Bung Karno Temukan Makam Imam Bukhari yang Hilang Selama Ratusan Tahun! Ini Kisahnya
![]() |
Bung Karno Temukan Makam Imam Bukhari |
Banyak orang mengenang Presiden Soekarno sebagai orator ulung, pendiri bangsa, sekaligus tokoh kunci dalam sejarah kemerdekaan Indonesia.
Namun, hanya segelintir yang tahu bahwa ia juga berperan dalam mengungkap kembali salah satu situs paling penting dalam sejarah peradaban Islam: makam Imam Bukhari, perawi hadis paling dihormati dalam tradisi Sunni.
Kisah ini tidak hanya memperlihatkan ketajaman diplomasi Bung Karno, tetapi juga mencerminkan keberanian dan kecintaannya terhadap warisan intelektual Islam.

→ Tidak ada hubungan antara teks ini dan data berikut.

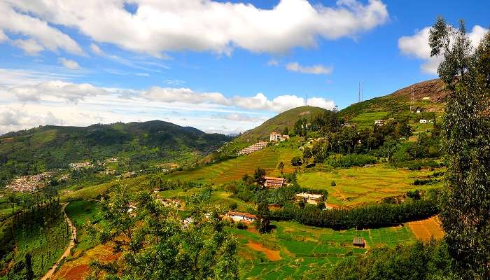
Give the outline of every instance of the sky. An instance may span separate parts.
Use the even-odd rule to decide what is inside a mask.
[[[0,0],[0,134],[161,120],[235,134],[437,78],[428,29],[490,1]]]

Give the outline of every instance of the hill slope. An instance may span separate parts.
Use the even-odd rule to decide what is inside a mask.
[[[273,131],[281,133],[285,127],[292,131],[295,122],[301,118],[314,117],[325,112],[326,110],[320,107],[303,106],[281,113],[275,117],[265,121],[260,126],[247,130],[239,136],[236,141],[246,141],[268,139],[269,135]]]
[[[0,186],[18,175],[66,169],[69,163],[83,160],[119,156],[132,165],[189,160],[229,140],[160,120],[85,127],[46,125],[10,132],[0,136]]]
[[[385,112],[387,113],[384,114],[386,118],[408,113],[412,89],[416,108],[423,112],[442,113],[447,92],[444,90],[444,83],[440,79],[434,79],[409,85],[388,95],[354,104],[340,111],[340,115],[349,120],[366,113]]]

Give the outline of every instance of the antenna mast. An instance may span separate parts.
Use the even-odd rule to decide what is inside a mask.
[[[410,89],[412,90],[412,94],[410,97],[410,113],[415,113],[415,103],[414,101],[414,86],[411,86]]]

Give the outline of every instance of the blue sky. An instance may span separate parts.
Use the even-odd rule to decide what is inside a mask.
[[[0,134],[160,119],[236,133],[437,77],[427,32],[490,1],[0,0]]]

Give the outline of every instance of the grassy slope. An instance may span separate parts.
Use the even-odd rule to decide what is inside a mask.
[[[170,122],[47,125],[0,136],[0,186],[23,173],[67,168],[70,162],[123,157],[139,164],[192,162],[229,140]]]
[[[347,121],[356,123],[356,116],[365,113],[386,112],[386,118],[410,114],[412,92],[414,92],[414,105],[423,111],[440,114],[444,110],[446,92],[444,85],[439,79],[429,80],[404,88],[388,95],[355,103],[340,111],[340,115]],[[429,100],[422,100],[429,97]],[[374,122],[374,119],[372,119]],[[360,122],[361,126],[363,122]]]
[[[304,226],[294,222],[273,222],[276,229],[267,234],[245,230],[230,229],[239,242],[241,279],[298,279],[313,274],[318,267],[330,267],[345,255],[363,254],[378,246],[393,247],[415,240],[407,226],[335,231]],[[363,237],[367,248],[352,246],[354,237]],[[250,241],[262,248],[279,251],[281,260],[270,260],[262,251],[250,246]]]
[[[269,139],[271,132],[275,131],[282,133],[286,127],[288,127],[290,132],[293,131],[295,122],[301,118],[314,117],[316,115],[323,113],[325,109],[314,106],[301,106],[288,110],[281,113],[275,117],[267,120],[260,126],[244,132],[238,136],[236,141],[251,141],[257,140]]]

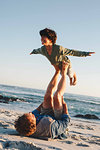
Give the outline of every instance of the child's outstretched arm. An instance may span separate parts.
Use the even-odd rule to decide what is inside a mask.
[[[74,49],[65,48],[63,50],[63,54],[67,56],[70,55],[70,56],[86,57],[91,56],[91,54],[95,54],[95,52],[78,51]]]
[[[32,54],[43,54],[42,48],[33,49],[33,51],[30,53],[30,55],[32,55]]]

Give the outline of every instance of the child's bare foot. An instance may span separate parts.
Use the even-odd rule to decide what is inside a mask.
[[[60,73],[60,69],[59,69],[59,67],[58,67],[57,65],[53,65],[53,66],[54,66],[54,68],[55,68],[56,72],[57,72],[57,73]]]
[[[70,86],[74,86],[77,83],[76,73],[74,73],[73,78],[70,78]]]
[[[68,66],[69,66],[68,63],[62,62],[62,74],[66,74],[67,73]]]

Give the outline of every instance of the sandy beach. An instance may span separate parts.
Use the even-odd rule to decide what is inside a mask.
[[[0,150],[100,150],[100,122],[71,119],[66,140],[36,139],[16,132],[14,121],[21,114],[0,110]]]

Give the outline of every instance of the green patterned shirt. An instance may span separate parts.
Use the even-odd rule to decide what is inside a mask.
[[[45,46],[42,46],[41,48],[38,49],[34,49],[31,52],[31,54],[44,55],[51,62],[52,65],[58,65],[60,69],[62,66],[62,61],[66,61],[67,63],[70,64],[70,60],[67,56],[78,56],[78,57],[89,56],[89,52],[68,49],[56,44],[52,46],[51,55],[48,54]]]

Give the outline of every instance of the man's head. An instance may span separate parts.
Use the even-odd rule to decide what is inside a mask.
[[[30,136],[36,131],[36,118],[32,113],[26,113],[15,121],[16,131],[20,135]]]
[[[43,30],[40,30],[40,36],[41,36],[41,39],[42,38],[45,38],[44,40],[46,40],[46,38],[48,38],[52,44],[55,44],[56,43],[56,40],[57,40],[57,34],[55,31],[51,30],[51,29],[48,29],[48,28],[45,28]],[[43,43],[42,43],[43,44]],[[43,44],[44,45],[44,44]]]

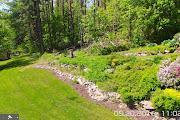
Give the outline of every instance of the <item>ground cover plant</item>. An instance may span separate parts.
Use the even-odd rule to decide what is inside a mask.
[[[19,113],[20,119],[126,119],[80,97],[52,73],[34,69],[29,57],[0,62],[0,113]],[[8,67],[4,67],[8,66]]]

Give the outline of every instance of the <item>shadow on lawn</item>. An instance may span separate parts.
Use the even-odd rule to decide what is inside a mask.
[[[30,65],[35,61],[35,59],[23,59],[23,58],[18,58],[17,60],[13,60],[11,62],[8,62],[4,65],[0,65],[0,71],[5,70],[5,69],[10,69],[10,68],[15,68],[15,67],[22,67],[26,65]]]

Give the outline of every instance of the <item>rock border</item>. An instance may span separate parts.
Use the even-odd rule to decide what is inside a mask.
[[[99,89],[93,82],[90,82],[81,76],[75,76],[67,72],[62,72],[54,65],[38,64],[34,67],[37,69],[50,70],[55,73],[59,79],[65,82],[78,84],[79,87],[81,87],[81,91],[88,94],[84,95],[84,97],[89,98],[98,104],[104,105],[105,107],[113,110],[114,113],[118,113],[119,116],[127,116],[135,120],[167,120],[164,117],[160,117],[159,113],[149,111],[144,108],[130,109],[121,101],[121,97],[118,93],[105,92]],[[74,86],[74,88],[79,92],[79,88],[77,88],[77,86]]]

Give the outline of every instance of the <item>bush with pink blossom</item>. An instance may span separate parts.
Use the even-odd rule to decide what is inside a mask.
[[[180,58],[174,62],[171,62],[170,59],[164,60],[160,66],[158,78],[166,88],[180,89]]]

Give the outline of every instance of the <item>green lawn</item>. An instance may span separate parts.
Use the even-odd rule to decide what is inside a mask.
[[[125,119],[80,97],[50,72],[28,66],[32,61],[0,62],[0,113],[18,113],[21,120]]]

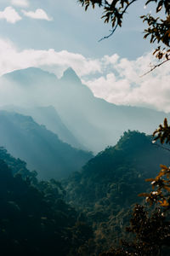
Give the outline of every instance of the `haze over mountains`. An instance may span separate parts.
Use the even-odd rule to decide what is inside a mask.
[[[31,117],[0,111],[0,142],[14,157],[24,160],[43,179],[63,178],[92,158],[37,124]]]
[[[35,67],[3,75],[0,102],[1,107],[14,105],[18,110],[20,107],[20,113],[31,115],[39,124],[59,133],[65,142],[94,153],[116,144],[127,130],[150,134],[165,117],[170,117],[163,112],[116,106],[97,98],[71,68],[60,79]],[[61,134],[64,131],[67,135]]]

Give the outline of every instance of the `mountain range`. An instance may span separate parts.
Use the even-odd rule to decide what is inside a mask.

Di tengah ketegangan Perang Dingin dan hegemoni blok-blok kekuatan dunia, Soekarno melangkah lebih jauh: ia tidak hanya bicara soal ekonomi, militer, atau ideologi, melainkan juga soal spiritualitas dan kehormatan sejarah Islam.
Konteks Sejarah: Kunjungan Bersejarah ke Uni Soviet
Tahun 1955 adalah titik balik penting dalam politik luar negeri Indonesia. Lewat Konferensi Asia-Afrika di Bandung, Soekarno menunjukkan bahwa Indonesia ingin menjadi kekuatan yang netral dan independen.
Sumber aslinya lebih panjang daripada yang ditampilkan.